# Stream Processing using Apache Spark Streaming

Submitted by : Mayank Bhardwaj, Neha Jain, Rishupal Singh Chabbra

Below is the implementation of streaming application in Apache Spark Streaming which has a local streaming context with two execution threads and a batch interval of 10 seconds. The streaming application will receive streaming data from all three producers designed Producer 1, Producer 2 and Producer 3.

After receiving the data from three producers, 
* if we have data from atleast P1, we join it with the incoming streams of P2 and P3 based on the locations. 
* Additionally, geohash function is applied on the longitude and latitude values. 
* If the data from P2 and P3 is present, the average of both the values is taken. 
* Data for both P1 and (P2+P3) stored in the database using the data model that was created as a part Task A(referencing model). 
* If P2 and P3 both do not exists, P1 stream data is sent to databases 

#### Topic "climate" is used for the Kafka stream similar to producers

In [None]:
# import libraries
import os
os.environ['PYSPARK_SUBMIT_ARGS'] = '--packages org.apache.spark:spark-streaming-kafka-0-8_2.11:2.3.0 pyspark-shell'

import sys
import time
import json
from pymongo import MongoClient
import pymongo
from pprint import pprint
from pyspark import SparkContext, SparkConf
from pyspark.streaming import StreamingContext
from pyspark.streaming.kafka import KafkaUtils
import geohash as gh

# joining two json records based on longitude and latitude
def joinjson(one, two ):
    result = []
    match = False

    if two['latitude'] == one['latitude'] and two['longitude'] == one['longitude']:
            match = True
               
    return match


# loading the hotspot data to MongoDB after processing
def sendDataToDB_hotspot(data):
    client = MongoClient()
    db = client.fit5148_assignment_db
    hotspot = db.hotspot
        
    y = hotspot.count()

    index = str(y+1)
    data = json.dumps(data)
    data = json.loads(data)
    jsonData = {}
    jsonData["_id"] = index
    jsonData['latitude']= data['latitude']
    jsonData['longitude']= data['longitude']
    jsonData['datetime']=data['created_time']
    jsonData['confidence']= data['confidence']
    jsonData['surface_temperature_celcius']= data['surface_temperature_celcius']
    jsonData['climate'] = data['climate']

    try:
        hotspot.replace_one({"_id":index}, jsonData, True)
        
    except Exception as ex:
        print("Exception Occured.

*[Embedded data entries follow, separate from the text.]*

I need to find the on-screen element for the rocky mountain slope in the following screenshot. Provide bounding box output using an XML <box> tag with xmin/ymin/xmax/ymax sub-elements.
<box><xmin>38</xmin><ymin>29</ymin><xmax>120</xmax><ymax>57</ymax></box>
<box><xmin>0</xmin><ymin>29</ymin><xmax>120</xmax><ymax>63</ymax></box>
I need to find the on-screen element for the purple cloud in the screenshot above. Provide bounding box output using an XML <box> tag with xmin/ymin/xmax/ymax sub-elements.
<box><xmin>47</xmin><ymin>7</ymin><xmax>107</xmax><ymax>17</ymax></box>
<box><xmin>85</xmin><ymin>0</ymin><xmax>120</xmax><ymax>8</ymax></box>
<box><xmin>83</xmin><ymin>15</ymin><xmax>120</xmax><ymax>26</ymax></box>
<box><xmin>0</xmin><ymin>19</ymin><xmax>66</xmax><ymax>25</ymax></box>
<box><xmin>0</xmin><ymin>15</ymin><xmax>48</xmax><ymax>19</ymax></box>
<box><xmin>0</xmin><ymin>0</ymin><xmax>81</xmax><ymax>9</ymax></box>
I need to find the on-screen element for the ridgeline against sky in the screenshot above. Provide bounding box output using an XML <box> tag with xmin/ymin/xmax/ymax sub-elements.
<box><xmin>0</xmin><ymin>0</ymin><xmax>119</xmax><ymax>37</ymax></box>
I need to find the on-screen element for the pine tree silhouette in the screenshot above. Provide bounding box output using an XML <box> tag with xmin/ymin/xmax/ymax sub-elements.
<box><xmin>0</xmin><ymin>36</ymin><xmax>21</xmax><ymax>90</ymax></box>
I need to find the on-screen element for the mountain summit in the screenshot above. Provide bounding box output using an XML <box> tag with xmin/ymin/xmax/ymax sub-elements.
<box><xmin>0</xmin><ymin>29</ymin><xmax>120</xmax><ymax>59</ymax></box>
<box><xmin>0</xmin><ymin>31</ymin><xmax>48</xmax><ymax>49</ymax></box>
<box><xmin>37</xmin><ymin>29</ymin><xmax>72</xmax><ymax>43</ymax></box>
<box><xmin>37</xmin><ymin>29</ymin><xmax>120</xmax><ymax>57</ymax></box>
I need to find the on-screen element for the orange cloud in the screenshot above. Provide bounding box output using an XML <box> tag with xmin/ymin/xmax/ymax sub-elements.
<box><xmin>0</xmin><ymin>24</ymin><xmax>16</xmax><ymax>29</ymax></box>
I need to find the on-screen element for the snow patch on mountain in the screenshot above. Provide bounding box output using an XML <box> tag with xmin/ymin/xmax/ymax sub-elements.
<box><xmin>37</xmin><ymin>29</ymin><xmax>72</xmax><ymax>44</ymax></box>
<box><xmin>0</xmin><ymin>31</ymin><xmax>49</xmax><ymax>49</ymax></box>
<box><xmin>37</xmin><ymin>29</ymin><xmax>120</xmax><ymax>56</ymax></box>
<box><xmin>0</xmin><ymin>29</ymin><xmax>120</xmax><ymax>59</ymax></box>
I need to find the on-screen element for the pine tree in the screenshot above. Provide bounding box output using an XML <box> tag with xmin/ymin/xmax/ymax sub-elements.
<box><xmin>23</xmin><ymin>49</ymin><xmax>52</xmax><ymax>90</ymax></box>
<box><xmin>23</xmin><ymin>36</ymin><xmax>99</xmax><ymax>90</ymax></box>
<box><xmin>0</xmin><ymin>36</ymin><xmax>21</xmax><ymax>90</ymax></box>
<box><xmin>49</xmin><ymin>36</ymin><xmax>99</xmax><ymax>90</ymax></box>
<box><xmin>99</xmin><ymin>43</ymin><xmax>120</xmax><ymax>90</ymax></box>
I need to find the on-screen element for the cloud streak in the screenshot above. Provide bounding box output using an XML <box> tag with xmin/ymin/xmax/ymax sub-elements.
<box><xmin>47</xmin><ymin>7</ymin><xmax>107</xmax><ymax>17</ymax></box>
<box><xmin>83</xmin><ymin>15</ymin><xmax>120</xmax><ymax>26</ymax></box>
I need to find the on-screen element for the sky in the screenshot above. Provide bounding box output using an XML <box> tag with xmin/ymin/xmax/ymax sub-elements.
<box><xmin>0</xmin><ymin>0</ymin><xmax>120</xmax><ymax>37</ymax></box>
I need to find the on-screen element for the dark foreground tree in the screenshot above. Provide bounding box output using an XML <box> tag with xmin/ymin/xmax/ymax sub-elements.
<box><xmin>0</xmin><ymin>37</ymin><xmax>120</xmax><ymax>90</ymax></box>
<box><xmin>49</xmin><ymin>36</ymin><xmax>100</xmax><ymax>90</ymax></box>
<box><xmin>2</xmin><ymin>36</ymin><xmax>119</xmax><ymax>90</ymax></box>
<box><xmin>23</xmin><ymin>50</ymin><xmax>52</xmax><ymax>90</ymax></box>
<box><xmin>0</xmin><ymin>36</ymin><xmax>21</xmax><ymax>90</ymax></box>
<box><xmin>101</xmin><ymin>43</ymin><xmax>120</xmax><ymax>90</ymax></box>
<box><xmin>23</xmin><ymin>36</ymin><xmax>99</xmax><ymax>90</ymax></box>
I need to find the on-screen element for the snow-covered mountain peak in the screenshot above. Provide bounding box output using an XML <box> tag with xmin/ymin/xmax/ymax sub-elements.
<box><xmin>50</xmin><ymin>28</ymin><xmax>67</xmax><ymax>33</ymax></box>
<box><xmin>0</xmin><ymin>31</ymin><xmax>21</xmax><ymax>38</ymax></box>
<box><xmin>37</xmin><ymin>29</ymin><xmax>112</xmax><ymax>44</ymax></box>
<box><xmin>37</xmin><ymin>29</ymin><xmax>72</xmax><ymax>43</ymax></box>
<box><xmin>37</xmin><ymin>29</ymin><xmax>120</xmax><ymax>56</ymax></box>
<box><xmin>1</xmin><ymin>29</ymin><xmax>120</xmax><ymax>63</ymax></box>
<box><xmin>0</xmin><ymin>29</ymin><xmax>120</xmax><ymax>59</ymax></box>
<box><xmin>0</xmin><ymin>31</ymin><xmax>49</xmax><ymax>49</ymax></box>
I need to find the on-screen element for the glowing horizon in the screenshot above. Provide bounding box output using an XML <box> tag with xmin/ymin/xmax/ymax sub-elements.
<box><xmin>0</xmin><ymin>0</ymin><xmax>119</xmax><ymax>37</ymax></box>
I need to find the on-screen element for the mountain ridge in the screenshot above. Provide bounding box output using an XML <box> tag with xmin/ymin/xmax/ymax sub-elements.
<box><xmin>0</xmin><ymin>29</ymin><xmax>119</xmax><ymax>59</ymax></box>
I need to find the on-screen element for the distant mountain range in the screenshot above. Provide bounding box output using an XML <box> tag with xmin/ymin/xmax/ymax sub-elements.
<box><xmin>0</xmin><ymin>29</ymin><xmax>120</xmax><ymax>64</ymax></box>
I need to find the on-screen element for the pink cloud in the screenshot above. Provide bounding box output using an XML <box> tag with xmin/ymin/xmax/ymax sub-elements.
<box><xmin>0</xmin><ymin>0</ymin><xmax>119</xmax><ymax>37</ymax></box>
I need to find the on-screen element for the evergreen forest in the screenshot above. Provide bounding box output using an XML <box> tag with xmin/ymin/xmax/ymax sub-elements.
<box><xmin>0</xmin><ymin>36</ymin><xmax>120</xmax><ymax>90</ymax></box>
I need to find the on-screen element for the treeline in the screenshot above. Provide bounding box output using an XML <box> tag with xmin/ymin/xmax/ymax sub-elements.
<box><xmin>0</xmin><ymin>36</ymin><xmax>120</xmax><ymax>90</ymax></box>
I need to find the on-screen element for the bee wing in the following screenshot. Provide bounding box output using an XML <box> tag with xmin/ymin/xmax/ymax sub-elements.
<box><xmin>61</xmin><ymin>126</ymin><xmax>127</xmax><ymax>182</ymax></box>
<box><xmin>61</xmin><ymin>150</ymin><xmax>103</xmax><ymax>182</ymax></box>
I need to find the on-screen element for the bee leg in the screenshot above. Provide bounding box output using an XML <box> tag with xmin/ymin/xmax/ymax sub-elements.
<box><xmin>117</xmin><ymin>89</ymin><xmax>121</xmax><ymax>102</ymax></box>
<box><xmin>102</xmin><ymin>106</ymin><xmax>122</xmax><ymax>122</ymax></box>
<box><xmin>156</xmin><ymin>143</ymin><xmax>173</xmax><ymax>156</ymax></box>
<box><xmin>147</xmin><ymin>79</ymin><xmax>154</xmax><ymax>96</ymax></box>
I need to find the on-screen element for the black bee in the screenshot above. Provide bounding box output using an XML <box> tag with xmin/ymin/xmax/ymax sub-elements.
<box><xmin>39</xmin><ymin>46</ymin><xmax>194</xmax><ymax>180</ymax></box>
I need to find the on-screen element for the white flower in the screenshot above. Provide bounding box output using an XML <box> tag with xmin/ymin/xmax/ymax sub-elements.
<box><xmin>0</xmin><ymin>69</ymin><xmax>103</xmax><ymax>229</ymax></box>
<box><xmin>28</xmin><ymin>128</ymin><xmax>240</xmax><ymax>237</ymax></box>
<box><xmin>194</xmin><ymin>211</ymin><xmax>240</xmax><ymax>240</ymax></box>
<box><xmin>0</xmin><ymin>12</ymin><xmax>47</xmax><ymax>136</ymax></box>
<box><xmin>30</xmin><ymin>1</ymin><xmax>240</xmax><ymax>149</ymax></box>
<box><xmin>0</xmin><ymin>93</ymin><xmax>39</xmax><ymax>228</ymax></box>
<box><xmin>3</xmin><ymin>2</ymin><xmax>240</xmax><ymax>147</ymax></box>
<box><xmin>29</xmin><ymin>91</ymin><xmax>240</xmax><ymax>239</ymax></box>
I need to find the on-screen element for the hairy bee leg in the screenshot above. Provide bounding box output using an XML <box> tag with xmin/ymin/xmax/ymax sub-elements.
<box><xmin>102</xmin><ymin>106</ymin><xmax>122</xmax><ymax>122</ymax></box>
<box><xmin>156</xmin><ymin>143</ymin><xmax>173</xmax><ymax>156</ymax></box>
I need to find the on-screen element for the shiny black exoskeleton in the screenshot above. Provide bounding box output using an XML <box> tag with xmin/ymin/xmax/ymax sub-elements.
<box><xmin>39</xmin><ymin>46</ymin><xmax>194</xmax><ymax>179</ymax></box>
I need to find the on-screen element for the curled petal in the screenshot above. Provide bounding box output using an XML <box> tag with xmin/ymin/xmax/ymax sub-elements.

Message: {0}".format(str(ex)))
    client.close()

# loading the climate data to MongoDB after processing
def sendDataToDB_climate(data):
    client = MongoClient()
    db = client.fit5148_assignment_db
    climate = db.climate
    
    y = climate.count()

    index = str(y+1)
    data = json.dumps(data)
    data = json.loads(data)
    jsonData = {}
    jsonData["_id"] = index
    jsonData['latitude']= data['latitude']
    jsonData['longitude']= data['longitude']
    jsonData['air_temperature_celcius']=data['air_temperature_celcius']
    jsonData['relative_humidity']= data['relative_humidity']
    jsonData['windspeed_knots']= data['windspeed_knots']
    jsonData['max_wind_speed']=data['max_wind_speed']
    jsonData['precipitation']=data['precipitation']
    jsonData['sender_id']= data['sender_id']
    jsonData['datetime'] = data['created_time']

    try:
        climate.replace_one({"_id":index}, jsonData, True)
    
    except Exception as ex:
        print("Exception Occured. Message: {0}".format(str(ex)))
    client.close()
    return index

# processing the stream of the data
def processStream(iter):

    joinresultP2 = []
    P1 = []       
    P2 = []
    P3 = []
    for message in iter: # iteratig over all the records in the streams
        message = message[1]
        if 'P1' in message:
            P1.append(message)
        if 'P2' in message:
            P2.append(message)
        if 'P3' in message:
            P3.append(message)

    if (len(P1) >= 1):
        # if P1 exists, send to database
        for each in P1:
            each = json.loads(each)
            lat = float(each["latitude"])
            lon = float(each["longitude"])
            each["geohash"] = gh.encode(lat, lon, precision = 5)
            index = sendDataToDB_climate(each)
            
            if (len(P2) >= 1):
                # if P2 exists, join with P1
                for each1 in P2:
                    each1 = json.loads(each1)
                    match = joinjson(each, each1)
                    if match:
                        each1['climate'] = index
                        joinresultP2.append(each1)
                           
            if(len(P3) >= 1):
                # if P3 exists, join with P1
                for each1 in P3:
                    each1 = json.loads(each1)
                    match = joinjson(each, each1)
                    if match:
                        each1['climate'] = index
                        joinresultP2.append(each1)
                                              
        # if both P2 and P3 exists, take average
        if(len(joinresultP2) > 1):
            l = len(joinresultP2)
            surface = 0
            conf = 0
            for i in range(l):
                record = joinresultP2[i]
                surface = surface + float(record["surface_temperature_celcius"])
                conf = conf + float(record['confidence'])
            
            surface = surface/l
            conf = conf/l
            
            record = joinresultP2[0]
            record["surface_temperature_celcius"] = str(surface)
            record['confidence'] = str(conf)
        
            joinresultP2 = [record]
            
        for each in joinresultP2:
            sendDataToDB_hotspot(each)

            
#batch interval of 10 seconds
n_secs = 10
topic = 'climate' # topic
# Spark ocntext with 2 threads
conf = SparkConf().setAppName("KafkaStreamProcessor").setMaster("local[2]").set("spark.streaming.concurrentJobs", "3")
sc = SparkContext.getOrCreate()
if sc is None:
    sc = SparkContext(conf=conf)
sc.setLogLevel("WARN")
ssc = StreamingContext(sc, n_secs)

# Kafka object to fetch data in streams
kafkaStream1 = KafkaUtils.createDirectStream(ssc, [topic],{
                        'bootstrap.servers':'127.0.0.1:9092', 
                        'fetch.message.max.bytes':'15728640',
                        'auto.offset.reset':'largest'})

# processing for each batch
lines1 = kafkaStream1.foreachRDD(lambda rdd: rdd.foreachPartition(processStream))

ssc.start()
time.sleep(600) # Run stream for 10 minutes just in case no detection of producer
# ssc.awaitTermination()
ssc.stop(stopSparkContext=True,stopGraceFully=True)